Create a table for me to store weather data and also insert sample data in
the table. At the end show all data in the table you created.

Display of interaction with the sql_agent.

The actions performed by generative AI agents aren't deterministic, so you might see a different response for the same prompt.

Exit the application

To exit the application, enter Ctrl-C on the shell used to launch the application.

View the traces, metrics, and logs

This section describes how can view generative AI events.

Before you begin

To get the permissions that you need to view your log, metric, and trace data, ask your administrator to grant you the following IAM roles on your project:

For more information about granting roles, see Manage access to projects, folders, and organizations.

You might also be able to get the required permissions through custom roles or other predefined roles.

View telemetry

To view the generative AI events created by the application, use the Trace Explorer page:

  1. In the Google Cloud console, go to the Trace explorer page:

    Go to Trace explorer

    You can also find this page by using the search bar.

  2. In the toolbar, select Add filter, select Span name, and then select call_llm.

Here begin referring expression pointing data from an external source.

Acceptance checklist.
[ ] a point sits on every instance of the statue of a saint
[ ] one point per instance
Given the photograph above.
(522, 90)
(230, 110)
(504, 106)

    The following illustrates the Trace Explorer page after filtering the data:

    Display of trace spans.

    If you've never used Cloud Trace before, then Google Cloud Observability needs to create a database to store your trace data. The creation of the database can take a few minutes and during that period, no trace data is available to view.

  3. To explore your span and log data, in the Spans table, select a span.

    The Details page opens. This page displays the associated trace and its spans. The table on the page displays detailed information for the span you selected. This information includes the following:

    • The GenAI tab displays events for generative AI agents. To learn more about these events, see View generative AI events.

      The following screenshot illustrates a trace, where one span has the name call_llm. That span invokes the LLM (Large Language Model) powering this agent. For this sample, it is Gemini. The Gemini span includes generative AI events:

      Display of generative AI events.

    • The Logs & Events tab lists log entries and events that are associated with the span. If you want to view the log data in the Logs Explorer, then in the toolbar of this tab, select View logs.

      The log data includes the response of the sql_agent. For example, for the sample run, the JSON payload includes the following content:

      {
        "logName": "projects/my-project/logs/otel_python_inprocess_log_name_temp",
        "jsonPayload": {
          "content": {
            "role": "model",
            "parts": [
              {
                "executable_code": null,
                "inline_data": null,
                "thought": null,
                "video_metadata": null,
                "code_execution_result": null,
                "function_response": null,
                "thought_signature": null,
                "text": "Okay, I will create a table named `weather` with columns `id`, `city`, `temperature`, and `date`. Then I will insert some sample rows into the table and display all the data in the table.\n",
                "file_data": null,
                "function_call": null
              }
            ]
          }
        },
        ...
      }
      

The sample is instrumented to send metric data to your Google Cloud project, but it doesn't generate any metrics.